> Library (TM)
> Library (TMCN)
> Library (Jiebar)
> Library (TAU)
> Library (RWORDSEG)
> Library (WORDCLOUD2)
> Oldman<-readlines ("Old Man and sea. txt", encoding = "UTF-8") #read the file in lines
Warning message:
In ReadLines ("Old man with sea. txt", encoding = "UTF-8"):
Incomplete final line found on ' Keys like Blake Juan Bond pounded. txt '
> #上面的提醒是因为在文章最末尾没有回车就结束了
> class (Oldman) #inspect The class of this file
[1] "character"
> Head (Oldman) #inspect the head information
[1] "The Old man with the sea/author: Ernest Hemingway"
[2] "Status: All" "
[3] "" Description: "
[4] "This novel is based on the real experience of a Cuban fisherman, and a camera-like realism recorded the whole process of fishing for the old man Santee Agrana, shaping a under pressure still
The image of an old man who remains graceful and spiritually invincible forever. This novel is the unprecedented record in the history of human publication: 5.3 million copies sold in 48 hours! In that year, the work
Won the Pulitzer Prize, and two years later won the Nobel Prize. 』"

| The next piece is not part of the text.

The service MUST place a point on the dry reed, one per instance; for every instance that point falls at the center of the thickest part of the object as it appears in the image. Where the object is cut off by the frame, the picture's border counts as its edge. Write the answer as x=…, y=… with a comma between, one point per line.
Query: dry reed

[5] "World ebook txt edition read, download and share more ebook please visit: http://www.txdzs.com, Mobile Access: http://wap.txdzs.com,e-
Mail:[email protected] "
[6] "------Chapter content begins-------"
> Wk=worker () #create a worker
> oldman_seg=segment (OLDMAN,WK) #divide the text
> Head (OLDMAN_SEG)
[1] "The Old Man and the Sea" "Author" "Ernest" "Hemingway" "state" "all over"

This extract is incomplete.